WESLEY SMITH warns that bioethicists in the U.S. are beating the drum for legal infanticide . . .
The late Fr. Richard Neuhaus famously said: “Thousands of medical ethicists and bioethicists, as they are called, professionally guide the unthinkable on its passage through the debatable on the way to becoming the justifiable until it is finally established as unexceptionable.”
In my nearly 22 years of advocating against the Culture of Death, I have found the “Neuhaus Equation” (as I call it) to be absolutely true. Example: In the 1980s, bioethicists began to discuss removing tube-supplied sustenance from people with severe cognitive impairments. Intentionally dehydrating a human being to death — once considered unthinkable — quickly became “debatable.” It was soon justified as merely refusing medical treatment. Today, dehydrating those who need feeding tubes has become routine in all 50 states.
Infanticide has been “debatable” in bioethics for 40 years — although it has been a harder slog getting to the unexceptional stage. Peter Singer became (in)famous for arguing that babies could be killed within 30 days of birth because they are not self-aware “persons.” Because of his views — not in spite of them — Princeton appointed him to head the misnamed Center on Human Values.
Similarly, British bioethicist Jonathon Glover remains in good reputation in the field even after arguing that babies are “replaceable,” and thus: “The objection to infanticide is at most no stronger than the objection to frustrating a baby’s current set of desires, say by leaving him to cry unattended for a longish period.”

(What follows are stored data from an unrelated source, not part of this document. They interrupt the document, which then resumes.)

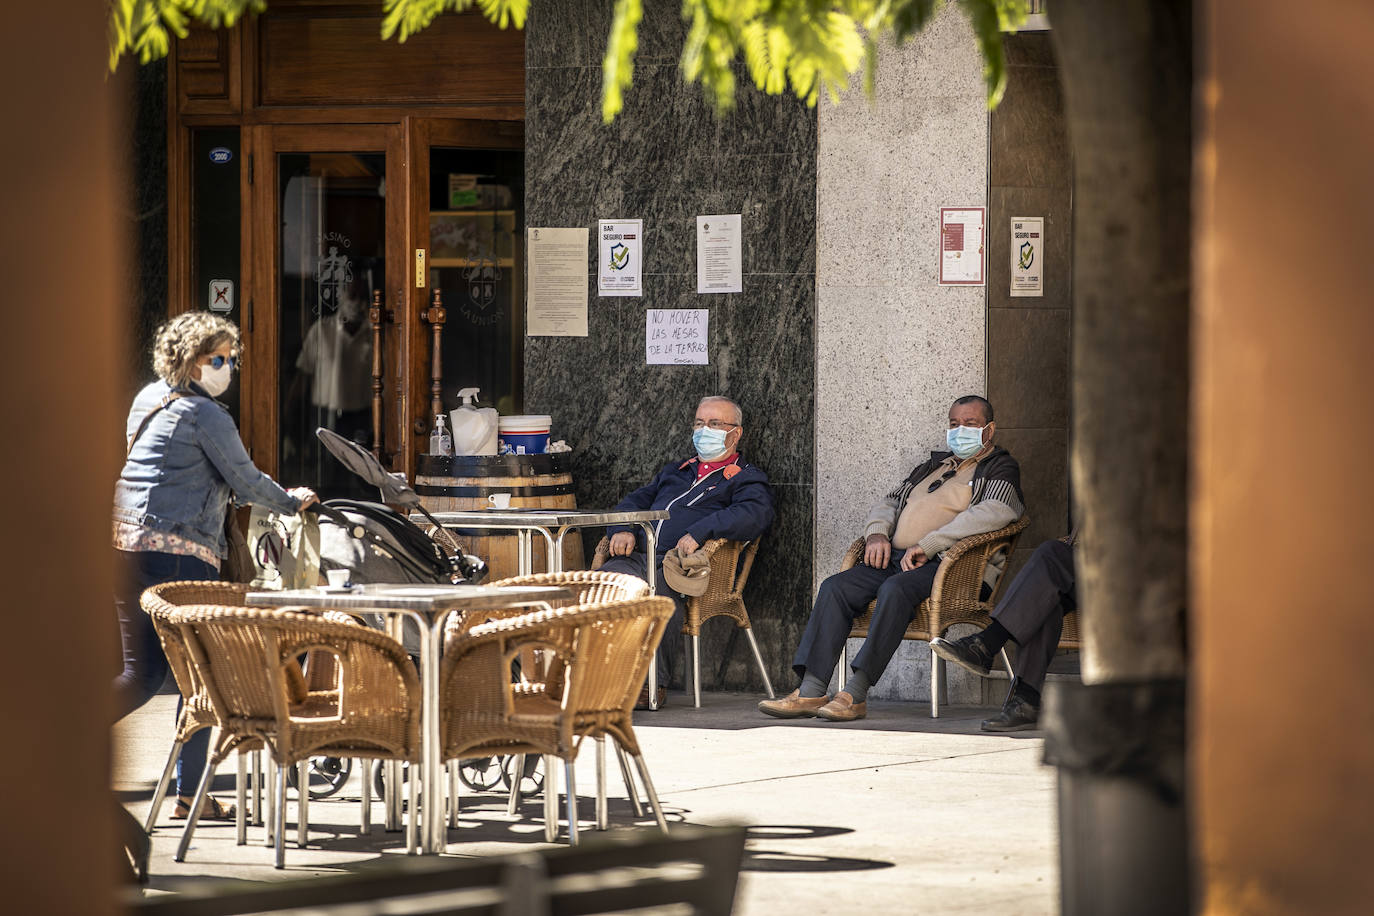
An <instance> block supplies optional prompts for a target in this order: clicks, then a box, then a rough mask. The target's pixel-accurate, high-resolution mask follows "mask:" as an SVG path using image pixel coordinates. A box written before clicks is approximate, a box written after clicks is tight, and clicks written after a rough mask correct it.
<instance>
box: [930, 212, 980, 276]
mask: <svg viewBox="0 0 1374 916" xmlns="http://www.w3.org/2000/svg"><path fill="white" fill-rule="evenodd" d="M984 216H985V209H984V207H940V286H982V276H984V269H982V266H984V261H985V260H987V258H985V257H984Z"/></svg>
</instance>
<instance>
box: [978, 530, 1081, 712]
mask: <svg viewBox="0 0 1374 916" xmlns="http://www.w3.org/2000/svg"><path fill="white" fill-rule="evenodd" d="M1077 608H1079V603H1077V595H1076V589H1074V578H1073V548H1072V547H1069V545H1068V544H1065V542H1063V541H1046V542H1044V544H1041V545H1040V547H1037V548H1035V553H1032V555H1031V559H1029V560H1028V562H1026V564H1025V567H1024V569H1022V570H1021V571H1020V573H1017V577H1015V578H1014V580H1011V584H1010V585H1007V592H1006V595H1003V596H1002V600H1000V602H998V608H996V610H995V611H993V612H992V619H995V621H998V622H999V623H1002V626H1004V628H1006V629H1007V632H1009V633H1011V637H1013V639H1014V640H1015V641H1017V645H1020V647H1021V648H1020V650H1018V651H1017V662H1015V674H1017V677H1018V678H1021V681H1024V683H1025V684H1026V685H1028V687H1033V688H1035V689H1036V691H1039V689H1040V688H1041V687H1044V674H1046V672H1047V670H1048V669H1050V661H1051V659H1054V652H1055V650H1057V648H1058V645H1059V633H1062V632H1063V615H1065V614H1070V612H1073V611H1076V610H1077Z"/></svg>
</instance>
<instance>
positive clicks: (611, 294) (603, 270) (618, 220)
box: [596, 220, 644, 295]
mask: <svg viewBox="0 0 1374 916" xmlns="http://www.w3.org/2000/svg"><path fill="white" fill-rule="evenodd" d="M598 235H599V236H600V258H599V260H598V262H596V293H598V294H600V295H643V287H642V286H640V283H642V280H640V265H643V262H644V255H643V250H644V222H643V220H602V221H600V227H599V228H598Z"/></svg>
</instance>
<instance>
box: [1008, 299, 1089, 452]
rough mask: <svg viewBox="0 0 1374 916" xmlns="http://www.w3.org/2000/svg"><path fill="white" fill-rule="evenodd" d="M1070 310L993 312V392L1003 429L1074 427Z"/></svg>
mask: <svg viewBox="0 0 1374 916" xmlns="http://www.w3.org/2000/svg"><path fill="white" fill-rule="evenodd" d="M1069 319H1070V313H1069V310H1068V309H988V390H989V391H995V393H996V396H998V397H996V400H992V398H989V400H992V405H993V408H996V416H998V428H1002V427H1003V426H1004V427H1006V428H1014V427H1033V428H1043V427H1057V428H1061V430H1065V428H1068V427H1069Z"/></svg>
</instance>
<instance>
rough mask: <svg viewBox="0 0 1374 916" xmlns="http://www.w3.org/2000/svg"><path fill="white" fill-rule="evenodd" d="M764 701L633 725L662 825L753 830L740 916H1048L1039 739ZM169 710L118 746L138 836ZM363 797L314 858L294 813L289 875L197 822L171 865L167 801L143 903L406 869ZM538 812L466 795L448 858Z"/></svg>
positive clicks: (681, 710) (900, 710)
mask: <svg viewBox="0 0 1374 916" xmlns="http://www.w3.org/2000/svg"><path fill="white" fill-rule="evenodd" d="M757 699H758V698H756V696H743V695H734V694H705V695H703V696H702V709H699V710H697V709H691V706H690V699H687V698H684V696H682V695H672V696H671V703H669V706H668V707H666V709H664V710H660V711H657V713H639V714H636V729H635V731H636V733H638V735H639V739H640V742H642V744H643V750H644V759H646V762H647V764H649V766H650V772H651V775H653V779H654V784H655V788H657V790H658V795H660V798H661V801H662V803H664V809H665V812H666V813H668V817H669V821H677V823H692V824H724V823H745V824H749V825H750V828H752V829H750V839H749V845H747V851H746V858H745V862H743V868H742V872H741V886H739V894H738V897H736V906H735V912H736V913H741V915H745V916H771V915H774V913H965V912H967V913H973V912H978V913H995V915H999V916H1000V915H1014V913H1025V915H1035V913H1054V912H1058V838H1057V832H1055V816H1054V805H1055V794H1054V770H1052V768H1047V766H1043V765H1041V764H1040V755H1041V740H1040V735H1039V732H1022V733H1021V735H1017V736H993V735H984V733H982V732H980V731H978V722H980V721H981V720H982V718H984V717H987V715H989V714H992V713H993V711H995V710H992V709H973V707H944V709H943V710H941V717H940V718H938V720H932V718H930V717H929V711H927V709H926V706H925V705H914V703H896V702H893V703H870V714H868V718H867V720H863V721H860V722H851V724H833V722H822V721H819V720H798V721H782V720H772V718H767V717H764V715H761V714H758V711H757V710H756V709H754V705H756V702H757ZM174 703H176V698H174V696H173V695H168V694H164V695H159V696H157V698H154V700H153V702H150V703H148V705H147V706H144V707H143V709H142V710H139V711H137V713H135V714H132V715H129V717H128V718H126V720H124V721H122V722H121V724H120V725H118V726H117V728H115V732H114V742H115V761H117V764H115V773H114V788H115V790H117V791H118V794H120V797H121V798H122V801H124V802H125V803H126V805H128V806H129V809H131V810H132V812H133V813H135V814H136V816H137V817H139V818H140V820H142V818H143V816H144V813H146V812H147V801H148V798H150V797H151V792H153V788H154V787H155V784H157V777H158V775H159V772H161V766H162V762H164V761H165V757H166V753H168V748H169V747H170V740H172V721H173V710H174ZM592 750H594V748H592V747H588V748H587V751H585V753H584V754H583V755H581V757H580V758H578V761H577V788H578V794H580V797H581V808H580V812H581V829H584V831H589V829H591V825H592V824H591V821H592V795H594V792H595V786H596V781H595V779H596V777H595V773H596V770H595V754H594V753H592ZM607 769H609V791H610V798H611V802H610V813H611V824H613V829H627V828H629V827H631V825H632V824H633V823H635V818H633V812H632V810H631V808H629V802H628V801H625V795H624V787H622V784H621V781H620V773H618V769H617V766H616V765H614V762H613V761H609V768H607ZM559 784H561V780H559ZM232 788H234V762H232V758H231V759H229V761H227V762H225V765H224V766H221V770H220V775H218V777H217V780H216V787H214V791H216V794H217V795H218V797H220V798H221V801H225V802H232ZM291 797H294V792H293V794H291V795H289V799H290V798H291ZM360 798H361V797H360V784H359V781H357V773H356V772H354V775H353V779H350V781H349V783H348V784H346V786H345V787H343V790H342V791H341V792H339V794H337V795H334V797H331V798H330V799H324V801H315V802H312V803H311V809H309V818H311V845H309V847H308V849H297V847H295V845H294V839H295V831H294V827H293V823H294V820H293V818H294V813H295V803H294V801H289V802H287V840H289V843H287V853H286V864H287V867H286V869H284V871H276V869H273V868H272V854H271V849H267V847H264V846H262V829H261V828H250V831H249V845H247V846H236V845H235V843H234V825H232V824H224V825H209V824H202V825H201V827H199V829H198V831H196V836H195V843H194V846H192V849H191V851H190V854H188V857H187V861H185V862H183V864H177V862H174V861H172V853H173V851H174V849H176V842H177V839H179V838H180V821H172V820H170V814H172V805H170V803H168V805H166V806H165V808H164V814H162V818H161V820H159V825H158V829H157V831H155V832H154V845H153V862H151V873H153V878H151V883H150V893H168V891H173V893H174V891H177V890H183V889H185V887H188V886H192V884H195V883H196V882H203V880H207V879H214V880H218V882H224V880H229V882H232V880H280V879H283V878H305V876H309V875H327V873H335V872H339V871H346V869H353V868H365V867H367V865H368V862H376V861H382V860H385V858H386V857H389V856H398V854H404V842H403V836H404V835H403V834H387V832H385V831H383V829H382V827H381V823H382V806H381V803H379V802H375V801H374V810H372V824H374V825H372V832H371V834H370V835H368V836H360V835H359V828H357V825H359V799H360ZM541 812H543V806H541V803H540V801H539V799H532V801H528V802H525V803H523V805H522V808H521V813H519V816H518V817H515V818H510V817H507V816H506V798H504V795H502V794H497V792H486V794H471V792H469V794H466V795H464V797H463V802H462V820H460V827H459V828H458V829H451V831H449V847H448V849H449V853H451V854H455V856H492V854H503V853H513V851H519V850H528V849H532V847H540V846H541V845H543V843H544V832H543V821H541ZM639 823H640V824H651V823H653V821H651V818H646V820H640V821H639Z"/></svg>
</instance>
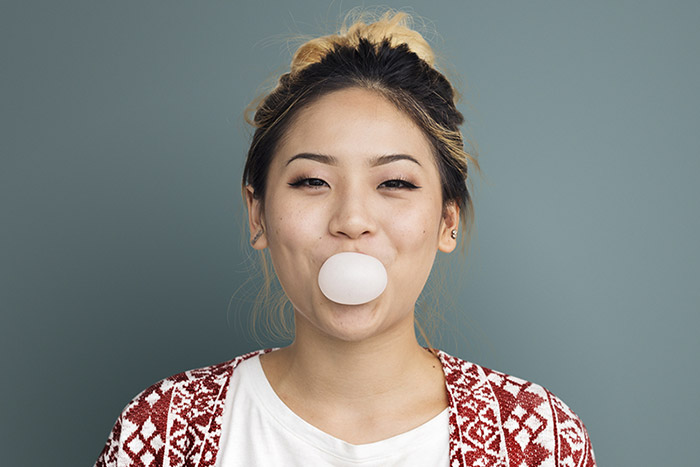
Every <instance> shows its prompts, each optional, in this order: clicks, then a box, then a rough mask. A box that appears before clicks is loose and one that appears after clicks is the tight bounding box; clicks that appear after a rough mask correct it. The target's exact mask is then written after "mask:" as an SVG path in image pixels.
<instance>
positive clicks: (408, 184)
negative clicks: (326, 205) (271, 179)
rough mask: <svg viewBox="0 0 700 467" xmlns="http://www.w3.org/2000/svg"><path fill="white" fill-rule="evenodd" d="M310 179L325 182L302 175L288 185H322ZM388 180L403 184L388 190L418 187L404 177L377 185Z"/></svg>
mask: <svg viewBox="0 0 700 467" xmlns="http://www.w3.org/2000/svg"><path fill="white" fill-rule="evenodd" d="M311 181H318V182H322V183H326V182H324V181H323V180H321V179H320V178H313V177H306V176H302V177H299V178H296V179H294V181H293V182H290V183H289V186H291V187H294V188H298V187H308V188H313V189H314V190H318V189H319V188H322V187H323V185H311V184H309V182H311ZM389 182H398V184H399V185H403V186H398V187H397V186H393V187H387V188H389V189H390V190H397V189H402V188H403V189H407V190H415V189H418V188H420V187H419V186H417V185H414V184H413V183H411V182H409V181H408V180H405V179H403V178H400V177H399V178H392V179H391V180H386V181H385V182H382V183H381V184H380V185H379V186H381V185H384V184H385V183H389Z"/></svg>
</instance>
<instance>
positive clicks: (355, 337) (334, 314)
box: [303, 300, 398, 342]
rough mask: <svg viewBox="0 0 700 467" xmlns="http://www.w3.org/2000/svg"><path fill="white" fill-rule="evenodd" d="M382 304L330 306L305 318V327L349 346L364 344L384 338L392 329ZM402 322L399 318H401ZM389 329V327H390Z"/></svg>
mask: <svg viewBox="0 0 700 467" xmlns="http://www.w3.org/2000/svg"><path fill="white" fill-rule="evenodd" d="M380 305H381V303H380V301H378V300H373V301H371V302H369V303H365V304H362V305H341V304H338V303H333V302H329V303H328V304H325V305H324V306H323V307H322V308H321V309H319V310H315V311H314V313H313V315H312V316H304V318H303V319H304V321H306V323H305V324H308V325H312V326H314V327H315V328H316V329H317V330H319V331H321V332H322V333H323V334H326V335H327V336H328V337H330V338H333V339H337V340H340V341H345V342H361V341H364V340H367V339H370V338H372V337H376V336H378V335H381V334H382V333H383V332H386V330H387V328H388V327H390V323H389V322H388V321H391V319H389V318H390V317H389V316H388V315H387V313H386V312H387V310H383V307H381V306H380ZM397 318H398V317H397ZM388 325H389V326H388Z"/></svg>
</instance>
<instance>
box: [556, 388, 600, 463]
mask: <svg viewBox="0 0 700 467" xmlns="http://www.w3.org/2000/svg"><path fill="white" fill-rule="evenodd" d="M545 392H546V393H547V395H548V398H549V403H550V406H551V408H552V414H553V416H554V432H555V433H554V436H555V446H556V452H555V458H556V465H575V466H581V467H596V462H595V454H594V453H593V446H592V445H591V439H590V437H589V436H588V430H586V426H585V425H584V424H583V421H582V420H581V419H580V418H579V417H578V415H576V413H574V411H573V410H571V409H570V408H569V406H567V405H566V404H565V403H564V401H562V400H561V399H559V398H558V397H557V396H555V395H554V394H552V393H551V392H550V391H549V390H547V389H545Z"/></svg>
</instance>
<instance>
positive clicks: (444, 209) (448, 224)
mask: <svg viewBox="0 0 700 467" xmlns="http://www.w3.org/2000/svg"><path fill="white" fill-rule="evenodd" d="M458 231H459V206H457V203H456V202H454V201H449V202H447V204H445V207H444V208H443V210H442V219H441V220H440V233H439V236H438V250H440V251H442V252H443V253H451V252H452V250H454V249H455V247H456V246H457V233H458Z"/></svg>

A few months ago, the prominent Canadian bioethicist Udo Schuklenk wrote (in essence) that infants judged to have a life unworthy of life should be euthanized: “Does this baby have the capacity for development to an extent that will allow him or her to have a life and not merely be alive? If we reach the conclusion that it would not, we would have reason to conclude that his life is not worth living.” What makes a life worth living? Well, that would be in the eye of the utilitarian beholder, wouldn’t it?
Bioethical arguments for infanticide usually take place in professional journals and at academic symposia where they escape public notice. But once in a while people get a glimpse of what utilitarian bioethicists have planned for them, leading to angry controversy. In 2012, the Journal of Medical Ethics published “After Birth Abortion: Why Should the Baby Live?” by bioethicists Alberto Giubilini and Francesca Minerva. The article blatantly advocated the moral permissibility of infanticide, specifically asserting that whatever justifies abortion also validates killing newborns. But the baby is a human being! So what? The authors sniff: “Merely being human is not in itself a reason for ascribing someone a right to life.”
The authors even claim that healthy babies can be killed if they are not wanted by parents, further arguing that babies who would be adopted can be put to death: “Why should we kill a healthy newborn when giving it up for adoption would not breach anyone’s right but possibly increase the happiness of the people involved? … On this perspective… we also need to consider the interests of the mother who might suffer psychological distress from giving up her child for adoption.”
Good grief! Unlike most pro-infanticide journal articles, this one was picked up by the media. Demonstrating that all is not yet lost, “After-Birth Abortion” sparked a firestorm of popular outrage. Indeed, the criticism became so hot, the Journal of Medical Ethics took it offline and the authors wrote a public non-apology apology — not recanting anything they wrote, mind you, but claiming to be harmless philosophers merely chewing intellectual cud.
That’s baloney. Bioethics has always been about changing policy. Moreover, infanticide isn’t just theoretical. Even though it remains murder under Dutch law, doctors in the Netherlands kill babies born with disabilities or terminal conditions without legal consequence. Indeed, baby euthanasia has become so open, that doctors published a bureaucratic checklist known as the Groningen Protocol to guide infant euthanasia decisions. Demonstrating how respectable infanticide has become in the most influential circles, the Protocol received sympathetic reportage in a 2005 New York Times’ story headlined, “A Crusade Born of a Suffering Infant’s Cry.” Even more alarmingly, the Protocol was published in full — and with all due respect — in the New England Journal of Medicine.
That which we don’t condemn, we may ultimately allow. The disturbing fact that infanticide has reached the “justifiable” stage in the Neuhaus Equation speaks volumes about the bioethics movement. Anyone who thinks it can’t happen here just hasn’t been paying attention.
WESLEY J. SMITH is a senior fellow at the Discovery Institute’s Center on Human Exceptionalism and a consultant to the Patients Rights Council.